We are also switching her next fall so that DD1 and DD2 can go to the same school, and we are just talking up how it will be SO FUN to go to the same school with DD2, how much fun she had when she visited the school, etc.
wonderful pomelo / 30692 posts
I don't have any advice, but I really hope your new school is more affordable!!
honeydew / 7303 posts
We switched my daughter from in home to a center and I never really told her why. I just talked about the change and told her it was going to be great and she was very accepting of that.
GOLD / wonderful coconut / 33402 posts
@KayKay: @yellowbird: I asked her last night if she wanted to go to a new school last night and she said No, Mommy. I just want to go to school with Room Name Friends. Last week DH went up there and she was with him, since it was s teacher work day at her current school, and she started crying saying she wants to play with friends.
She would be switching to a new room in August anyway, but I can't really explain that to her either.
wonderful pomelo / 30692 posts
@Smurfette: Do you mean $2,000 a month? Or are you saving an extra $200/month?
pineapple / 12566 posts
We switched my son when he was 3.5, but it was because we moved, so it was a good excuse. Depending on how you think she will take it, just make it sound like it's a normal thing that people do. It's time to change schools, meet new friends, do new things.

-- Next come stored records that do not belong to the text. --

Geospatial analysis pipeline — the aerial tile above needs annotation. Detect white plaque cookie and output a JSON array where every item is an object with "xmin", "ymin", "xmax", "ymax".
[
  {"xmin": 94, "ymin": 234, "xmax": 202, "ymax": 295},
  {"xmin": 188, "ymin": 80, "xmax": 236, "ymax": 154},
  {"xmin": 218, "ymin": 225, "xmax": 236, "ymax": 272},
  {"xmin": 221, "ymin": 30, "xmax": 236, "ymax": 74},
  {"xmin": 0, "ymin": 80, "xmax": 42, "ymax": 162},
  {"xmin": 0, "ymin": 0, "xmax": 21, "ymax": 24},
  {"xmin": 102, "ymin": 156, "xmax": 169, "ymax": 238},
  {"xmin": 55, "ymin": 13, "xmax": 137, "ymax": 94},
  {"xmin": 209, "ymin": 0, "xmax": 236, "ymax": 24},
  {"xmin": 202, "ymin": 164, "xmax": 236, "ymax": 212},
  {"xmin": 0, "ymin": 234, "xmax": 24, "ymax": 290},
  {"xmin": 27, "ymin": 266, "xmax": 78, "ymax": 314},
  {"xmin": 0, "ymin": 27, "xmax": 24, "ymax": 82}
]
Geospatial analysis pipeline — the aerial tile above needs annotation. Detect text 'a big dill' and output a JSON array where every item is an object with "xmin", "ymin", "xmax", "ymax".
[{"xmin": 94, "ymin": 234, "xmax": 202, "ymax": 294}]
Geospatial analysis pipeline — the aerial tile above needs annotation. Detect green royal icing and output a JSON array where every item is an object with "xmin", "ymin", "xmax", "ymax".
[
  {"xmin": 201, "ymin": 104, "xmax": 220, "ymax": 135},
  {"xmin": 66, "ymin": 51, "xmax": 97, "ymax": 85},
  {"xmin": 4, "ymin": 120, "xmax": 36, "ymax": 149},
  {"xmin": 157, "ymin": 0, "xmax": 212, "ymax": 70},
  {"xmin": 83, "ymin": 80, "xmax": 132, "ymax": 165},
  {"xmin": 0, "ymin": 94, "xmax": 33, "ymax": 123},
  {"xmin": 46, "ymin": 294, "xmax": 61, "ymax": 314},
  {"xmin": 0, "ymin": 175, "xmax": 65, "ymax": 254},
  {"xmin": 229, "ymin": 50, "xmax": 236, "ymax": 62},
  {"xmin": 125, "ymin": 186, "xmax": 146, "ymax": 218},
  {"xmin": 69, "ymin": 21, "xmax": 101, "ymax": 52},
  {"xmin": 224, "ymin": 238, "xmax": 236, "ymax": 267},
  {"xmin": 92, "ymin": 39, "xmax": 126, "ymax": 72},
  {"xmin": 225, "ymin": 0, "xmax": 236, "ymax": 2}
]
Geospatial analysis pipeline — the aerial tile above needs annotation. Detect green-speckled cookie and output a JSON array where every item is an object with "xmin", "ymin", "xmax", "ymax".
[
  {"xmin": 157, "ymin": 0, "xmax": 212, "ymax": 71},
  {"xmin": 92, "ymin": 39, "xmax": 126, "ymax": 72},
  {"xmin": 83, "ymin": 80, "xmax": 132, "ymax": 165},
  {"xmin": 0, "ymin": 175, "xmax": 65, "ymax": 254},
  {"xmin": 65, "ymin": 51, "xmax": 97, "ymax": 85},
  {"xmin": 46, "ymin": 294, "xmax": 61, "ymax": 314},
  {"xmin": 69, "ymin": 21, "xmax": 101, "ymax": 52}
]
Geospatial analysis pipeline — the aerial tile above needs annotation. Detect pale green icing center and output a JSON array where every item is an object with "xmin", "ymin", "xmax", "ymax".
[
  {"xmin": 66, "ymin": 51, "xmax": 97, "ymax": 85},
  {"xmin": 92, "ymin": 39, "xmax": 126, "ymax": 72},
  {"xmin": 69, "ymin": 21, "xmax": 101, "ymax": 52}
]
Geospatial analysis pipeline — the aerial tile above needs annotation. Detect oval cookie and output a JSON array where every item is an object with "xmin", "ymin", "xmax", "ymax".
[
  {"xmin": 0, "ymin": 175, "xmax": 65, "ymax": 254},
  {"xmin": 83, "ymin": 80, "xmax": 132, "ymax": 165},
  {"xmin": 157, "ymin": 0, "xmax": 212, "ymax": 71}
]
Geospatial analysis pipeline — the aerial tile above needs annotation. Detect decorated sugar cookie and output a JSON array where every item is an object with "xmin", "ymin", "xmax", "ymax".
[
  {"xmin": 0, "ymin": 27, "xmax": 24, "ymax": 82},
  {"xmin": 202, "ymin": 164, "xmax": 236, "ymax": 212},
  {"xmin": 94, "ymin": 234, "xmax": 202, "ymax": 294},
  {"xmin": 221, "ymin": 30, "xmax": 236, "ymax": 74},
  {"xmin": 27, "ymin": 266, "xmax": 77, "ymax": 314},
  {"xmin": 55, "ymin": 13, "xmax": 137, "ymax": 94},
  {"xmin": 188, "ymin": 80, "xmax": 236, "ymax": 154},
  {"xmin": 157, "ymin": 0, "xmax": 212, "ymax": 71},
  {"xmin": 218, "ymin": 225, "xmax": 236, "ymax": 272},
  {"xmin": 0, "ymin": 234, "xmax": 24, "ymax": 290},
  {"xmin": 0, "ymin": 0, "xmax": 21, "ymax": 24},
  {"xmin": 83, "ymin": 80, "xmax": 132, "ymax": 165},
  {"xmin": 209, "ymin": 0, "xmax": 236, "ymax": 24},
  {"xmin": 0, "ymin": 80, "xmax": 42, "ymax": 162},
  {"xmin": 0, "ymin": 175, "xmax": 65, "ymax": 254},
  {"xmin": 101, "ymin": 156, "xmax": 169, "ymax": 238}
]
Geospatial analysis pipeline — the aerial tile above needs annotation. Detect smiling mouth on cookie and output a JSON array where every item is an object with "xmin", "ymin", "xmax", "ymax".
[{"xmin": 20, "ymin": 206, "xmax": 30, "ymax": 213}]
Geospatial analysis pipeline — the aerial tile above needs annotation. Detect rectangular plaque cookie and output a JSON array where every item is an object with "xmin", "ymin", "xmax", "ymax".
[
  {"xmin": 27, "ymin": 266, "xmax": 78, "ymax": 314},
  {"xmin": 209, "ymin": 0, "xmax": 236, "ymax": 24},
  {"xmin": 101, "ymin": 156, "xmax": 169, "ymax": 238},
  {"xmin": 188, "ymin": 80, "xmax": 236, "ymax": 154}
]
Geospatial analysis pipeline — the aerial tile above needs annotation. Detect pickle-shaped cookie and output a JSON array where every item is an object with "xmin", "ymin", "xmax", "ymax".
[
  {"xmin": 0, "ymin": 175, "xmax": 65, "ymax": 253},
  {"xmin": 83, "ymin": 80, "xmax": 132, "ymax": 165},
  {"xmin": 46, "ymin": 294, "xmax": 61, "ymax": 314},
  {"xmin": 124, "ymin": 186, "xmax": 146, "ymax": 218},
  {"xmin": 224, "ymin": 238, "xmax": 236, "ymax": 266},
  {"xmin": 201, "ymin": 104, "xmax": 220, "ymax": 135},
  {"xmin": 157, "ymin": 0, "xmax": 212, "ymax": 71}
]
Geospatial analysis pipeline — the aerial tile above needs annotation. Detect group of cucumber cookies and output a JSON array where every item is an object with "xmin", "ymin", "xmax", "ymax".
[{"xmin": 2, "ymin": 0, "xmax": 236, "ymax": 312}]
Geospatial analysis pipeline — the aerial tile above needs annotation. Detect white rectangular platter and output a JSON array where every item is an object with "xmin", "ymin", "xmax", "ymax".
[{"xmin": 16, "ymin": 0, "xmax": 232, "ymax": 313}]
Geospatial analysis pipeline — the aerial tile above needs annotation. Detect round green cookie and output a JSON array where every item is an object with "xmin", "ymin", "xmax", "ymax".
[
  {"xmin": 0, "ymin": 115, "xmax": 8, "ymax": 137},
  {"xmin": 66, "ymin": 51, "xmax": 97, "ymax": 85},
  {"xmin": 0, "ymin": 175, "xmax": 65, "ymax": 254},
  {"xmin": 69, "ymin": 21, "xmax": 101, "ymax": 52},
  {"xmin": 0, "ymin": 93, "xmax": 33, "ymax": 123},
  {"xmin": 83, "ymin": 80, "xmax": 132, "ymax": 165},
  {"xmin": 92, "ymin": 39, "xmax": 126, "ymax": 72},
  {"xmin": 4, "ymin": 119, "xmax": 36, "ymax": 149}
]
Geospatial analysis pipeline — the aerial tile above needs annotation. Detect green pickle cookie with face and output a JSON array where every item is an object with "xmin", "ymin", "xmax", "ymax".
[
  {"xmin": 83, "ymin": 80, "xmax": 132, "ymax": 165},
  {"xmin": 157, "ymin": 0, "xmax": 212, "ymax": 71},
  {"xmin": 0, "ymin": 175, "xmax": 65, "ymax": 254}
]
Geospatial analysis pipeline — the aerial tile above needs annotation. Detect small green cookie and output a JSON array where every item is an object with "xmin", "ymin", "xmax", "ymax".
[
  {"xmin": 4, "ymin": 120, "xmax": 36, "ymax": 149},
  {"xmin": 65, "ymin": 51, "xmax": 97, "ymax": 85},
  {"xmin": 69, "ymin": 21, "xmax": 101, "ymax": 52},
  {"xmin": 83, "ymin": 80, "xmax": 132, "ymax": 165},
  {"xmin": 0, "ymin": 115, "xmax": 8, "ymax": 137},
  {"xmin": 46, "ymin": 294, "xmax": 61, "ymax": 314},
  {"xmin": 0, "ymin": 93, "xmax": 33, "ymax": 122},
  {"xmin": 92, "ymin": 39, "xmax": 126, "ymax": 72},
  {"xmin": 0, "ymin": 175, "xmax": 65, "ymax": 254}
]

GOLD / wonderful coconut / 33402 posts
@lamariniere: I could play up that angle. Her "boyfriend" is her class is moving to. His parents and us wanted to keep them together but we both got a better feeling at a different school. He will be leaving first so maybe that will help.
coconut / 8430 posts
I struggled with this too when LO had just turned 3. LO was excited to start at a new school but after a few days she didn't want to go anymore I and wanted to return to her old school. I told her we couldn't and she cried and cried. Eventually I told her that the old school was closed. Somehow giving her that reason made her feel better and she stopped asking to go.

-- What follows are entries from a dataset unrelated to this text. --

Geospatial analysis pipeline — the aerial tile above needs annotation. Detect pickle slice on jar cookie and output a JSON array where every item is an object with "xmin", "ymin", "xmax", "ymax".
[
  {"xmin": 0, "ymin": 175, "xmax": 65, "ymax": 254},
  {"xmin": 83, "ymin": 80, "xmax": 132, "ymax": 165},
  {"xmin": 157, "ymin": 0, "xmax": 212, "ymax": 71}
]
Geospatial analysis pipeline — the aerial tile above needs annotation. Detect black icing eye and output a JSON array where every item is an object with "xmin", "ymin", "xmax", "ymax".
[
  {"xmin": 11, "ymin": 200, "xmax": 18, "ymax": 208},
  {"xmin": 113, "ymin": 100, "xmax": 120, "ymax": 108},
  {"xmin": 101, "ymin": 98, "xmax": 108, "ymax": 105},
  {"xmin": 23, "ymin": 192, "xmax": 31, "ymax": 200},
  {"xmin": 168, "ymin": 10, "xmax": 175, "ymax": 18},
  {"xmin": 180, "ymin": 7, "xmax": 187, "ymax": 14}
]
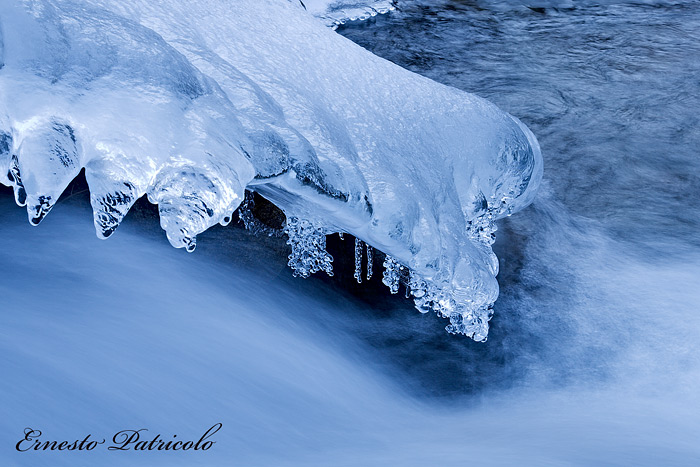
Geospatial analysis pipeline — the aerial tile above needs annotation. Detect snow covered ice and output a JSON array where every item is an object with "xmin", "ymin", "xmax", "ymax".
[{"xmin": 0, "ymin": 0, "xmax": 542, "ymax": 340}]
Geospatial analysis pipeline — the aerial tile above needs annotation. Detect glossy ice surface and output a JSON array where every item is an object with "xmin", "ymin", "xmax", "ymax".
[{"xmin": 0, "ymin": 0, "xmax": 542, "ymax": 339}]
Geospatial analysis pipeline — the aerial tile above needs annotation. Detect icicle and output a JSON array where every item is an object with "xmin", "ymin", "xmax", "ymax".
[
  {"xmin": 382, "ymin": 255, "xmax": 400, "ymax": 294},
  {"xmin": 354, "ymin": 237, "xmax": 363, "ymax": 283},
  {"xmin": 284, "ymin": 217, "xmax": 334, "ymax": 278},
  {"xmin": 14, "ymin": 120, "xmax": 81, "ymax": 225},
  {"xmin": 366, "ymin": 244, "xmax": 373, "ymax": 281},
  {"xmin": 90, "ymin": 185, "xmax": 138, "ymax": 239},
  {"xmin": 408, "ymin": 271, "xmax": 430, "ymax": 313}
]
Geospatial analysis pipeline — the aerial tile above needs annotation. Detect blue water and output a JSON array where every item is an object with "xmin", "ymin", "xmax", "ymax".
[{"xmin": 340, "ymin": 0, "xmax": 700, "ymax": 249}]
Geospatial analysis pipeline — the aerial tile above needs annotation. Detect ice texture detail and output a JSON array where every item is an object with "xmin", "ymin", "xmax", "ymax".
[
  {"xmin": 0, "ymin": 0, "xmax": 543, "ymax": 340},
  {"xmin": 382, "ymin": 255, "xmax": 401, "ymax": 295},
  {"xmin": 354, "ymin": 237, "xmax": 363, "ymax": 283},
  {"xmin": 285, "ymin": 217, "xmax": 334, "ymax": 278},
  {"xmin": 295, "ymin": 0, "xmax": 398, "ymax": 28}
]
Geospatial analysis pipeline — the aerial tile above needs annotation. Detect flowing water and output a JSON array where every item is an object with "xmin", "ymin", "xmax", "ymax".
[
  {"xmin": 340, "ymin": 0, "xmax": 700, "ymax": 249},
  {"xmin": 2, "ymin": 1, "xmax": 699, "ymax": 465},
  {"xmin": 338, "ymin": 0, "xmax": 700, "ymax": 390}
]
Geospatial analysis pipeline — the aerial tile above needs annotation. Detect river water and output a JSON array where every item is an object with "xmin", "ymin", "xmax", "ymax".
[
  {"xmin": 340, "ymin": 0, "xmax": 700, "ymax": 249},
  {"xmin": 339, "ymin": 0, "xmax": 700, "ymax": 460}
]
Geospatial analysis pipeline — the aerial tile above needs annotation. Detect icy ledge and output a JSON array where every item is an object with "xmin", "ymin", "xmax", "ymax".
[
  {"xmin": 294, "ymin": 0, "xmax": 398, "ymax": 28},
  {"xmin": 0, "ymin": 0, "xmax": 542, "ymax": 341}
]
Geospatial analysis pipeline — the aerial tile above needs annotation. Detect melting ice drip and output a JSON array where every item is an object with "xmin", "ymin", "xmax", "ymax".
[{"xmin": 0, "ymin": 0, "xmax": 542, "ymax": 341}]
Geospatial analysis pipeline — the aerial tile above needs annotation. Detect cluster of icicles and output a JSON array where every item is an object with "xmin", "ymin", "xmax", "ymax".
[{"xmin": 232, "ymin": 192, "xmax": 498, "ymax": 342}]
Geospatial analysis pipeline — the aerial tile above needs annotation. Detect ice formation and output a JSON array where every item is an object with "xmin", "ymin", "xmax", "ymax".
[
  {"xmin": 366, "ymin": 243, "xmax": 373, "ymax": 281},
  {"xmin": 0, "ymin": 0, "xmax": 542, "ymax": 340},
  {"xmin": 382, "ymin": 255, "xmax": 402, "ymax": 295},
  {"xmin": 285, "ymin": 217, "xmax": 334, "ymax": 278},
  {"xmin": 354, "ymin": 238, "xmax": 364, "ymax": 283},
  {"xmin": 295, "ymin": 0, "xmax": 398, "ymax": 28}
]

Tbh I'm not sure if that was the best thing to tell her but I didn't really know what else to say that she would understand.
wonderful clementine / 24134 posts
We just kinda said that the old school didn't have enough room (chairs) for her and baby brother so we needed to go to a new school that had room. She had played musical chairs and so she kinda understood the concept of not having enough chairs.
pear / 1961 posts
@smurfette: since she didn't have a choice in it, i did try to avoid asking her what/if she wanted. not sure your situation (are you switching immediately?), but with ours, we didn't really even tell her that it was her last day at the old school. we just had holiday break, and starting the first day of that, we talked about how after break, she would have a new school. again, making it seem super-fun and exciting and highlighting all of the new things.
also, you can talk about how you can have playdates with old friends (if that is a possibility)? there is one girl from her old school that DD asks about every once in awhile. we also moved states, and she still talks about how she misses some of her friends from that school. i think it's just important to acknowledge and accept those feelings -- "i miss CO too, honey. it's hard to move/change schools" but just be matter of fact about it!
GOLD / wonderful coconut / 33402 posts
@KayKay: We have to give 30 days notice. We were at a bday party this weekend, so the parents pretty much all know we are pulling her and we all said that we want to do playdates. Especially with her one friend.